Plan to privatize 30,000 FAA workers gains momentum

By Ashley Halsey / The Washington Post

WASHINGTON — The move to privatize more than 30,000 Federal Aviation Administration workers who direct airplanes in flight and are responsible for a $35.8 billion modernization program continued to gather momentum this week with support from an influential transportation think tank.

“It’s not like this has just arisen this year, or arisen with the latest [White House] budget proposal. This is something that has been on the table and has been talked about since the Clinton administration, at least,” said Robert Puentes, president of the nonpartisan Eno Center for Transportation.

The center has released a 63-page study that makes the case for creating a nonprofit corporation to run 14,000 air traffic controllers and more than 16,000 FAA workers employed on the NextGen project — the agency’s program to modernize the air-traffic system. Puentes, former transportation secretary James H. Burnley and former Sen.
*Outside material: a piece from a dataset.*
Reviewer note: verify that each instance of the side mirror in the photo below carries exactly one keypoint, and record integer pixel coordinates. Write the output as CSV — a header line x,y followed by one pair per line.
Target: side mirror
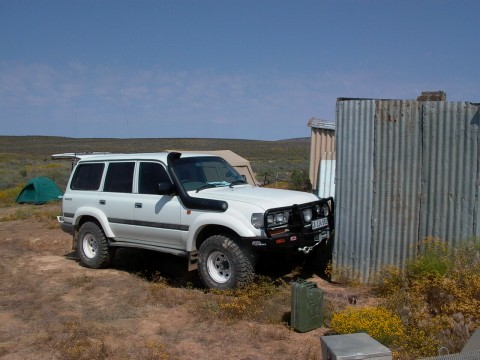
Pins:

Byron L. Dorgan, D-N.D., planned to explain their proposal at an appearance Tuesday.

Severing the workers from the federal payroll was endorsed last week by the Trump administration, and a renewed effort is expected in the House after an attempt last year won committee support but never received a vote on the floor.

The central issue has not been the FAA’s stewardship of aviation safety but a decade of harsh criticism from within the government and from several major airlines over its handling of the NextGen project.

Though elements of the program have come online, reports by the Government Accountability Office and the Transportation Department’s inspector general have portrayed the modernization effort as bogged down in bureaucracy.

The FAA also has been hamstrung by government shutdowns, sequestration and the failure to reauthorize its funding.

“This is about the future, and NextGen, and the federal government’s inability to get that deployed despite reams and reams and reams of reports from the GAO and the office of the inspector general — and various commissions, both Republicans and Democrats — who have talked about this over the years,” Puentes said.

Burnley and Dorgan, co-chairmen of Eno’s Aviation Working Group, produced a study that says spinning the controllers and NextGen into an independent nonprofit would create a corporation that could be funded through airline and airport fees, escaping the uncertainty of federal funding.

The cost of an airline ticket includes a half-dozen taxes that flow into an aviation trust fund. There’s also a federal tax on aviation fuel.

Much of what the Eno report outlines mirrors the proposal that House Transportation Committee Chairman Bill Shuster, R-Pa., anticipates reintroducing before the current FAA funding expires in September.

It would transfer the relevant FAA assets to the corporation at no cost, protect the pay scales and retirement plans of transferred workers, create an entity that could issue bonds to fund its investments and be run by an executive and board of directors.

The board Shuster envisions would include two federal appointees, four airline representatives, three representatives of the general aviation sector, and one representative each from the aerospace industry, the controllers union and the pilots union.

Though the bill was approved by Shuster’s committee last year, opposition from the Senate effectively blocked it. After Trump’s endorsement last week, several of the GOP senators who opposed the legislation last year were reluctant to express renewed reservations.

Some of the fears those lawmakers voiced last year were that it would not benefit rural areas or the general aviation community that flies noncommercial aircraft.

“There’s really nothing in here that would do anything negative for rural places or small communities,” Puentes said. “General aviation are big opponents, but they would be represented on the governing body.”

Some House and Senate members also questioned the propriety of handing federal assets to a private corporation at no cost.

“The assets actually have been paid for by the traveling public already,” Puentes said, although he conceded that, “As part of the negotiation they would probably settle on some price that would be paid to move things over from federal hands.”

He said it’s too early to tell whether Trump’s endorsement of the proposal will carry the day with the Republicans who control Congress.

“It probably would be the largest reform to take place in the nation’s aviation system in a generation or more, so it’s time has definitely come in terms of everything aligning. Whether that results in political alignment, it’s tough for me to say,” Puentes said.